The US economic system has emerged from the pandemic rising at a quicker tempo than the UK and different high-income nations. Simon Pittaway tackles the query of why in “Yanked away: Accounting for the post-pandemic productivity divergence between Britain and America” (Decision Basis, April 2025).
The typical way of life in any economic system, over time, will likely be decided by the productiveness of staff in that economic system. This determine calculates productiveness as GDP/employee, adjusted in order that productiveness in all of the G7 nations simply earlier than the pandemic was equal to 100. (The G7 nations are the US, UK, France, Germany, Italy, Japan, and Canada.) You possibly can see the crimson US line pulling forward of the remainder. The official British knowledge is the dashed line, however Pittaway argues that the official knowledge is simply too optimistic, and the precise labor productiveness within the UK is definitely decrease than it was in 2019.
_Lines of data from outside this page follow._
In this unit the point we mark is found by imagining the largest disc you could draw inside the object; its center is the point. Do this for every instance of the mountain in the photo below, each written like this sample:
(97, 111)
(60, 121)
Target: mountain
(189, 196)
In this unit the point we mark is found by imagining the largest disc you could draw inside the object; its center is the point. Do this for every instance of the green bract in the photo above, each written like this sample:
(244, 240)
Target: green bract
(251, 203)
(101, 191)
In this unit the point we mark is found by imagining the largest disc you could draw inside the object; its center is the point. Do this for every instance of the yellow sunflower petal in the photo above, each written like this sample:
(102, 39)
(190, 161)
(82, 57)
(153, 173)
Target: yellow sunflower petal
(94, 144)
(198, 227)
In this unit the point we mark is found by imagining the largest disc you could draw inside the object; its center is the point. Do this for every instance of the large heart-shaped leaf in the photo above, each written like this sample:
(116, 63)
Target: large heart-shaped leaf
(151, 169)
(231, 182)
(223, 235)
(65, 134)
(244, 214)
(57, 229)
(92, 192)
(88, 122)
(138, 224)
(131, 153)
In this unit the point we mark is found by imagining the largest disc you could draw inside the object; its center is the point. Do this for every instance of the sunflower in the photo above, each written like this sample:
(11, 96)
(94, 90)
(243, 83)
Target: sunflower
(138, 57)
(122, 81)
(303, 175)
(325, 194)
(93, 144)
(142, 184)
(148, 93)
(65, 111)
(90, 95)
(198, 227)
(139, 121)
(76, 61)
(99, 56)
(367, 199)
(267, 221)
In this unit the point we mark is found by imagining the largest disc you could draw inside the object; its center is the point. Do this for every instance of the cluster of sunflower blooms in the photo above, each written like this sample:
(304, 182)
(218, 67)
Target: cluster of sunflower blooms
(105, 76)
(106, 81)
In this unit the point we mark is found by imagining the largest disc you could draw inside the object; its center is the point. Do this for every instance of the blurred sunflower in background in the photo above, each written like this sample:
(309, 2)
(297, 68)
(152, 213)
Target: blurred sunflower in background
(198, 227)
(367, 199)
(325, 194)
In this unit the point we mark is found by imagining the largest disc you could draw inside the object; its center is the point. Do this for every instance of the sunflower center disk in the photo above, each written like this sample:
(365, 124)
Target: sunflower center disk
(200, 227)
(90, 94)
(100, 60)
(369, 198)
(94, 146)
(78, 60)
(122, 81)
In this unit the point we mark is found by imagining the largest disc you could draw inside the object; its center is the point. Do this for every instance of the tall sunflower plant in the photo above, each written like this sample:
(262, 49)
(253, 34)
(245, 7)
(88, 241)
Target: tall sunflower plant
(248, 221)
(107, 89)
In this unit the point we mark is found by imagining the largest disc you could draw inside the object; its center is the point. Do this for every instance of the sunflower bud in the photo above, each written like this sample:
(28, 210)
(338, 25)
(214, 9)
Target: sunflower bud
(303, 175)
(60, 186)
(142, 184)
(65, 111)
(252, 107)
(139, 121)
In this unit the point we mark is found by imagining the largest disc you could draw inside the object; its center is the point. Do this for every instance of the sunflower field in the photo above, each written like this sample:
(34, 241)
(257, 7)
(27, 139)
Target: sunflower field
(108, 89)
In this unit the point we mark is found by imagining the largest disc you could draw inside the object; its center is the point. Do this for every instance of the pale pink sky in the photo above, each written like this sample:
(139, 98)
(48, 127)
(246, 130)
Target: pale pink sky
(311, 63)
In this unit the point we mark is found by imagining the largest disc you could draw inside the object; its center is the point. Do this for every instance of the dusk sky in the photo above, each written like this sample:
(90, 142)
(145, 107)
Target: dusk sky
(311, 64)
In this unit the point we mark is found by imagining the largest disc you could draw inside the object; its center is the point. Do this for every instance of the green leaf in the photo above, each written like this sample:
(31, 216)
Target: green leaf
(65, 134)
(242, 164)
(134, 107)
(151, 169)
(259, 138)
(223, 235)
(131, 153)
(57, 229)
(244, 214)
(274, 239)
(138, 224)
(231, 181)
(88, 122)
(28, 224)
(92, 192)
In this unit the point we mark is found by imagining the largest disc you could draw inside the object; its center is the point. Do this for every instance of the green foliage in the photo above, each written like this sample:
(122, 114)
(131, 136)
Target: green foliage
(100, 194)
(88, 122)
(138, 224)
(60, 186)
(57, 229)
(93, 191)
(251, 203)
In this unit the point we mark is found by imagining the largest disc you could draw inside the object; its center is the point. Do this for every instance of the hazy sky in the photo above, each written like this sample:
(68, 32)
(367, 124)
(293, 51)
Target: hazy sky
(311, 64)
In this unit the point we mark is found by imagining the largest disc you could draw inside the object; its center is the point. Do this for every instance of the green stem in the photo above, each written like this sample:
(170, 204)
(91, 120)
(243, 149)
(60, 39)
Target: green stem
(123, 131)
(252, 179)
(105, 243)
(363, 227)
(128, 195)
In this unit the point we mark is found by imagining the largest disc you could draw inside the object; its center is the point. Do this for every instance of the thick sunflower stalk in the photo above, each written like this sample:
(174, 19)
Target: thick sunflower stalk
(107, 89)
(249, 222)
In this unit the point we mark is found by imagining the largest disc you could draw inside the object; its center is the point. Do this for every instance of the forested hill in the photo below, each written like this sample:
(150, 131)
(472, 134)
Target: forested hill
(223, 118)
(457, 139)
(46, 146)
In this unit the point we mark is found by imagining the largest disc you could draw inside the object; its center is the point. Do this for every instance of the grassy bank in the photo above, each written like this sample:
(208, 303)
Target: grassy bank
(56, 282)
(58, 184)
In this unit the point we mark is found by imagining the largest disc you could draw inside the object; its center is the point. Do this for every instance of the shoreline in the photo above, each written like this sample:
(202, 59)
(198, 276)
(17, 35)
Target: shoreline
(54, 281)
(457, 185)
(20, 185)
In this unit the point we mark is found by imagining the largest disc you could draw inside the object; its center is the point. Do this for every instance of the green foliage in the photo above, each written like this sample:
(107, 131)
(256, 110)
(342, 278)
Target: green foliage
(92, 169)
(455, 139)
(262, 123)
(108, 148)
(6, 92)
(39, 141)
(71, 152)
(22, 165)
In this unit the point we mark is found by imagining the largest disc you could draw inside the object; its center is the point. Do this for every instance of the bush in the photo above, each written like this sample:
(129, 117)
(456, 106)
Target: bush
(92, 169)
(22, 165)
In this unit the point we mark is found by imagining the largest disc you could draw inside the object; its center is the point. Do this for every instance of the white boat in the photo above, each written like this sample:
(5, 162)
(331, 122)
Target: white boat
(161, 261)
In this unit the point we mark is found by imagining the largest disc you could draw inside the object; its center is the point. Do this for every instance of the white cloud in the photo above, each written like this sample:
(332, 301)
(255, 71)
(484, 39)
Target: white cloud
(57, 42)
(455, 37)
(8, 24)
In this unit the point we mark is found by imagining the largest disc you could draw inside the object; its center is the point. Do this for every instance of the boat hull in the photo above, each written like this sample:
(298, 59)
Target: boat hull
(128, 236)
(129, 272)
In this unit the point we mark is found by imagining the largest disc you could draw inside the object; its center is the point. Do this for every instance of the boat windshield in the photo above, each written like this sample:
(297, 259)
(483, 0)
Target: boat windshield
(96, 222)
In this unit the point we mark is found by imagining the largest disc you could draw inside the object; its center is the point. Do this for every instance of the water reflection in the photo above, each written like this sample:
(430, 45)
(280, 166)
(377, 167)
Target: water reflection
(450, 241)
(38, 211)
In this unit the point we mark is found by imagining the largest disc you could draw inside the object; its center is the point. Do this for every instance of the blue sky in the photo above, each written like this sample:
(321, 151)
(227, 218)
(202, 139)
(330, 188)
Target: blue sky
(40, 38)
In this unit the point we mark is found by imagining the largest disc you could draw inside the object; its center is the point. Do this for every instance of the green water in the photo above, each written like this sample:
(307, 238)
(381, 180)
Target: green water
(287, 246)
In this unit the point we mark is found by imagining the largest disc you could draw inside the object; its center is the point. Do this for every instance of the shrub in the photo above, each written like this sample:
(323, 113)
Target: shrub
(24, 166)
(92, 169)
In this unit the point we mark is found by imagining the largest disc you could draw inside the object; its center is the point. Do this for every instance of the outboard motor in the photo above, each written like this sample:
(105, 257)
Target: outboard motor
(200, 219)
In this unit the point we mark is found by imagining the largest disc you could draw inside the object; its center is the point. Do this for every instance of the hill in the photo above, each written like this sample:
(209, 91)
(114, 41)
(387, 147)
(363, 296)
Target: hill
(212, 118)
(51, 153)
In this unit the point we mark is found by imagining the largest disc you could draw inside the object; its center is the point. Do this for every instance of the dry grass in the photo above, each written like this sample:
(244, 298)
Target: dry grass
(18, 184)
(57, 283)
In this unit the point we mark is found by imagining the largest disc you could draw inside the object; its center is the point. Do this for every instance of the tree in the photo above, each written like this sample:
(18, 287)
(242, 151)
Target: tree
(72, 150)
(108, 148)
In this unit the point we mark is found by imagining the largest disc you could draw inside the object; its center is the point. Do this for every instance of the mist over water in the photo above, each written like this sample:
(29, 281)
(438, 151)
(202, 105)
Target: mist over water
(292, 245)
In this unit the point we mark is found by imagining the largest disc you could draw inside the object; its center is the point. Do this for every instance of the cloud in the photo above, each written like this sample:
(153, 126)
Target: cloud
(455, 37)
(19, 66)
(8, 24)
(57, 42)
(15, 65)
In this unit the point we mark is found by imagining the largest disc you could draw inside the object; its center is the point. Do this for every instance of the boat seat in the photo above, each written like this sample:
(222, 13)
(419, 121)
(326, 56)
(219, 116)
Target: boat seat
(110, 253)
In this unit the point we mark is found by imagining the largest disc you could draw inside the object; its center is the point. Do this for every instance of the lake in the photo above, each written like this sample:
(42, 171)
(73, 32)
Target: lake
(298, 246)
Whenever you hint the productiveness patterns deeper into the information, what do you discover? For the UK, Pittaway factors to a number of industries the place the decline in productiveness since 2019 has been particularly excessive.
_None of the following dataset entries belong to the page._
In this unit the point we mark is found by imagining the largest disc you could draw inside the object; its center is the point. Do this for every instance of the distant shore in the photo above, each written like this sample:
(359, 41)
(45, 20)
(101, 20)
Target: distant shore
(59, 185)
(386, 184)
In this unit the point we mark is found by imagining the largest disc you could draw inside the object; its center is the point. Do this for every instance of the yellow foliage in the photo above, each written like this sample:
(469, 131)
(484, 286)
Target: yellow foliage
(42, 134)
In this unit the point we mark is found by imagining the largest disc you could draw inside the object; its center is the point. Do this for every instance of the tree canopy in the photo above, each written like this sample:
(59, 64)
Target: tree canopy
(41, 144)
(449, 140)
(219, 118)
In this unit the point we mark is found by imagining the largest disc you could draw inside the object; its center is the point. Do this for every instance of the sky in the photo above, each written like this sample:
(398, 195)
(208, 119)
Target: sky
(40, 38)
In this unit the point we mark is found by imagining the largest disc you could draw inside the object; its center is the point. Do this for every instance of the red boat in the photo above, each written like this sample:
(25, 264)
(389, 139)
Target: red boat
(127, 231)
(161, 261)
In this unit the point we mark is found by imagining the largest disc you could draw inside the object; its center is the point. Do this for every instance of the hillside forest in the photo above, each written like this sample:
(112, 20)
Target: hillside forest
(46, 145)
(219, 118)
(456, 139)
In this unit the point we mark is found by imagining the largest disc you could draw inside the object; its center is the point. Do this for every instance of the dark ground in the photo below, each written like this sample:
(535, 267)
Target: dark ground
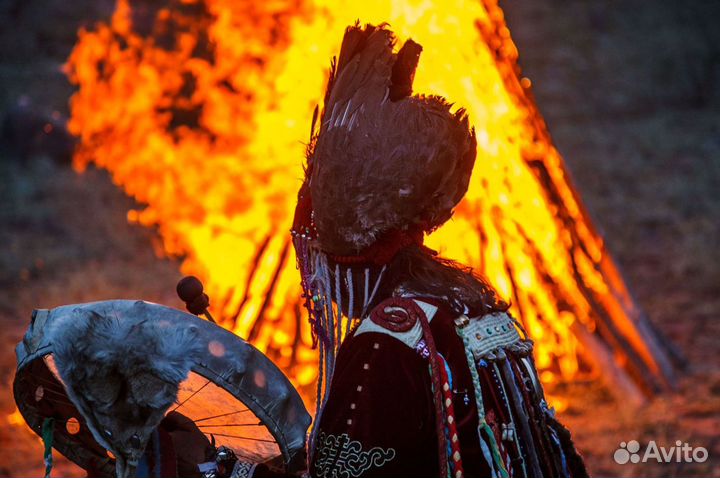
(630, 92)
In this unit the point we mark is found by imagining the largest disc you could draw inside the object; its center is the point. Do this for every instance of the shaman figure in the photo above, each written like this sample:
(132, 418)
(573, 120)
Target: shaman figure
(423, 372)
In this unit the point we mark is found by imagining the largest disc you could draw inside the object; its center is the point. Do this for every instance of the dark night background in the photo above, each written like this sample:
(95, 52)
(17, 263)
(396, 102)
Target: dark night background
(630, 93)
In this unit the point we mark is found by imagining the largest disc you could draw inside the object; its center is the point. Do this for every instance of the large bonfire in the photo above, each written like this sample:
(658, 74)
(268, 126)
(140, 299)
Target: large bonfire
(199, 109)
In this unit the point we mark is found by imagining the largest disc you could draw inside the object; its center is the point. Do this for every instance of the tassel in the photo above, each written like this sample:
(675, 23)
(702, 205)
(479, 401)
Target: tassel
(488, 445)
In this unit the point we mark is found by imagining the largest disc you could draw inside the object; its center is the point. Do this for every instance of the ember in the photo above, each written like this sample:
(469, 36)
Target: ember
(199, 109)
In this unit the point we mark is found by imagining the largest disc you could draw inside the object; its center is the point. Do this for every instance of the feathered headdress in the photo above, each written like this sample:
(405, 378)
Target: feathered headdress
(384, 167)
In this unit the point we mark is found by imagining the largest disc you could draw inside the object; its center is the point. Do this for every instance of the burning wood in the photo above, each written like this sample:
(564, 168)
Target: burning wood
(198, 108)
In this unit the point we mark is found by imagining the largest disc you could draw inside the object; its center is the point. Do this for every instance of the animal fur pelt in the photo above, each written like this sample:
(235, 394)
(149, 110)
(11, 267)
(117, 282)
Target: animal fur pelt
(122, 374)
(383, 160)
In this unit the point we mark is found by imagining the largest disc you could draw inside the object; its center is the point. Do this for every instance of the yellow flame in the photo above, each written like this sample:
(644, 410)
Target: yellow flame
(203, 120)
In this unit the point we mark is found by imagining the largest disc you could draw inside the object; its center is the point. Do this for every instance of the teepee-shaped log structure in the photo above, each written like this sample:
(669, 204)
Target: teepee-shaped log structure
(198, 109)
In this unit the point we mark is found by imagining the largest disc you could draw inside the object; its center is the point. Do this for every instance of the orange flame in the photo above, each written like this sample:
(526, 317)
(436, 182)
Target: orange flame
(200, 109)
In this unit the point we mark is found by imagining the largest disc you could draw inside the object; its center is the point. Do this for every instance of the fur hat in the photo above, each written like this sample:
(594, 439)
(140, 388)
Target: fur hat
(383, 164)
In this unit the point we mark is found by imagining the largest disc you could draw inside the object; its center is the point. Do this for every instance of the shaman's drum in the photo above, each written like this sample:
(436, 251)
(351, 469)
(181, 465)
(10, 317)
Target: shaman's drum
(230, 390)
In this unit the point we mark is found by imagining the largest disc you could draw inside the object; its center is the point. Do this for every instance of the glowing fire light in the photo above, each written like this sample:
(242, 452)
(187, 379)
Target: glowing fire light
(199, 110)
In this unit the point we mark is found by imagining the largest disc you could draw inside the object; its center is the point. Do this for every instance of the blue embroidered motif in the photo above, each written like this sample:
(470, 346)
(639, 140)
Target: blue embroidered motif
(340, 457)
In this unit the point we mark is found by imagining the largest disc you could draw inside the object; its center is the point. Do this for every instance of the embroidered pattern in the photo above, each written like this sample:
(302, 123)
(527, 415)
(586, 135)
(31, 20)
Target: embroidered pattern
(340, 457)
(242, 470)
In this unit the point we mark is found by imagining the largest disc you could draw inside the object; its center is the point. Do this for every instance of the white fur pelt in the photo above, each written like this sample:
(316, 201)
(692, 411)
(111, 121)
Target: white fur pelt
(122, 373)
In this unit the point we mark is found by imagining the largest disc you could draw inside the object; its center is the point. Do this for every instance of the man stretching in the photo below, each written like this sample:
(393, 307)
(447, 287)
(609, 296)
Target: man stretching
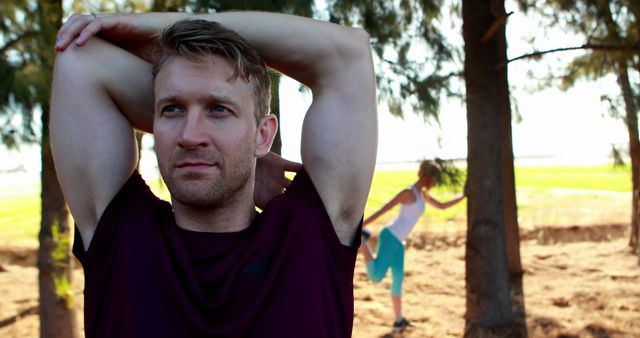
(208, 265)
For instance, it seems that the UK well being care sector is experiencing an outright decline in productiveness. Within the UK oil and pure fuel sector, employment is up barely, though manufacturing of oil is down by two-fifths and manufacturing of pure fuel is down by three-fifths. There appears to have been a decline British productiveness in wholesale and retail commerce, as effectively–that’s, output within the business is down way more than employment. Right here, I need to concentrate on a couple of bigger-picture points.
One is the extent of funding. Pittaway writes:
The funding hole between Britain and America has widened in recent times. Funding by British companies hit a brick wall across the time of the Brexit referendum.42 Because of this, development in Britain’s capital inventory has slowed by two-thirds, from 2.8 per cent in 2016 to 0.9 per cent in 2023. Notably, this slowdown has been significantly stark within the service sectors the place the US has considerably outperformed the UK. In actual phrases, American companies in these sectors invested 24 per cent extra in 2023 than in 2016, whereas their British counterparts invested solely 7 per cent extra.
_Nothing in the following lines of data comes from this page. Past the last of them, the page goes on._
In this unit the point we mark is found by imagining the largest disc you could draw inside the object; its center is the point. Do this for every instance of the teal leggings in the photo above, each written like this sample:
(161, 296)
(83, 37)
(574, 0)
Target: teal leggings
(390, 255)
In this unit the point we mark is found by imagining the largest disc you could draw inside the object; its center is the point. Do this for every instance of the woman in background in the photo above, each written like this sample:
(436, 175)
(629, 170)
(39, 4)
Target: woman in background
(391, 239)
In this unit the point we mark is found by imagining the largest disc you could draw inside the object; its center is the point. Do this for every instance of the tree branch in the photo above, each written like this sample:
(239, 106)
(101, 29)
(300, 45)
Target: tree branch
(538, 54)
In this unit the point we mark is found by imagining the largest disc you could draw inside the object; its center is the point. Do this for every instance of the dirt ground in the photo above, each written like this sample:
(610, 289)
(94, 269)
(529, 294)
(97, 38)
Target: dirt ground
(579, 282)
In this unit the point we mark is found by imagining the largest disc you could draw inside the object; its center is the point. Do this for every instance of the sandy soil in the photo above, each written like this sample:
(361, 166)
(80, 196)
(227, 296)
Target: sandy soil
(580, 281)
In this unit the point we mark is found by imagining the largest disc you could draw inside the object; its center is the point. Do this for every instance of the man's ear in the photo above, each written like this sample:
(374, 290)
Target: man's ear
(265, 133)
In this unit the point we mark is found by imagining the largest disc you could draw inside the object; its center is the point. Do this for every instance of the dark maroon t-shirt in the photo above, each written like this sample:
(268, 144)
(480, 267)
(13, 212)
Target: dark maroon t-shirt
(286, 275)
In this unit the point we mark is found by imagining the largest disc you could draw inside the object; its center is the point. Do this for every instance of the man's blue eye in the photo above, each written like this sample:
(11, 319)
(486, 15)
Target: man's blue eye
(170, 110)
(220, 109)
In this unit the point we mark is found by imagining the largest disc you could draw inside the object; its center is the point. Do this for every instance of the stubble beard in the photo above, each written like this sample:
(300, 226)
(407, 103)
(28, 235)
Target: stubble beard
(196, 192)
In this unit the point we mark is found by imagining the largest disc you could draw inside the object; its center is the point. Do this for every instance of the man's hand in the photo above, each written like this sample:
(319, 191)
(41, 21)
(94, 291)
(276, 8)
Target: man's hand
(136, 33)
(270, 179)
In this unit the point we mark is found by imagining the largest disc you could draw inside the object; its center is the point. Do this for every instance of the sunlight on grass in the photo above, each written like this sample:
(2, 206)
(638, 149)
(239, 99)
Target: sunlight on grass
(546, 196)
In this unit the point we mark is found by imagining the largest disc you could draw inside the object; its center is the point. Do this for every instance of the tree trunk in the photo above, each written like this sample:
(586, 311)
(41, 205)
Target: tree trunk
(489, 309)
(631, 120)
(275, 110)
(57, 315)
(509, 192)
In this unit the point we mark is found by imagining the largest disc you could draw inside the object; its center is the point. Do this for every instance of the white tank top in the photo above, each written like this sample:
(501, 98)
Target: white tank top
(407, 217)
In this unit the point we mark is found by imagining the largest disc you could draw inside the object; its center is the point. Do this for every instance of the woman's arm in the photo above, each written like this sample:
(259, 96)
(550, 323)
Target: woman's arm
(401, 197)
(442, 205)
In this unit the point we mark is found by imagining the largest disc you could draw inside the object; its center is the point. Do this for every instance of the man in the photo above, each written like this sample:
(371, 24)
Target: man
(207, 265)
Again when Brexit was taking place, I wrote that, as an American, I perceive the urge to interrupt commerce ties and declare independence. However regardless of the deserves of Brexit as a cry for self-determination and nationwide autonomy, it wasn’t good for funding incentives. The present US push to fracture commerce ties with the remainder of the world, particularly as it’s taking place in unclear and ever-evolving methods, received’t be good for US funding incentives, both.
A second huge distinction value noting is the US productiveness development benefit in technology-using jobs. US corporations are investing extra in know-how, particularly. Because of this, productiveness development in service-related has been greater within the US economic system. Pittaway writes:
Skilled providers emerge as a very essential supply of productiveness development within the US. Partly, this displays the speedy development of America’s massive, excessive profile tech corporations, who largely function within the data and communications sector. However productiveness development in skilled providers sectors that use relatively than produce tech has been extra consequential. Between 2019 and 2023, skilled, scientific and technical providers accounted for one-sixth (17 per cent) of the post-pandemic hole in productiveness development between the US and the UK – twice as a lot because the tech (ICT) sector (8 per cent). The extra tailwind from quicker productiveness development in much less glamorous service sectors – like administrative and help providers, wholesale and retail, and hospitality – shouldn’t be missed. For instance, totally different charges of productiveness development within the wholesale and retail sector account for nearly as a lot of the US-UK combination productiveness development hole (0.51 proportion factors) as data and communications.
A 3rd distinction is that vitality prices are a lot decrease in america than within the UK, or in different nations throughout Europe. The left-hand panel compares the value of pure fuel; the right-hand panel compares the value of electrical energy.
Lastly, the US economic system appears to have emerged from the pandemic with an increase of dynamism: extra new corporations being began, extra financial shifts towards areas of better financial alternative. Right here’s a determine illustrating one side of that sample. As you may see, firm births and deaths within the US spiked throughout the pandemic, however firm births have remained excessive since then. There’s no such motion within the UK knowledge.
Throughout the pandemic, many European nations centered on preserving the connection between staff and their jobs, whereas the US centered extra on revenue safety for staff, however with out linking that help to remaining with their earlier employer. One consequence of these totally different coverage selections is that the US economic system has been extra fluid in adjusting for the reason that pandemic.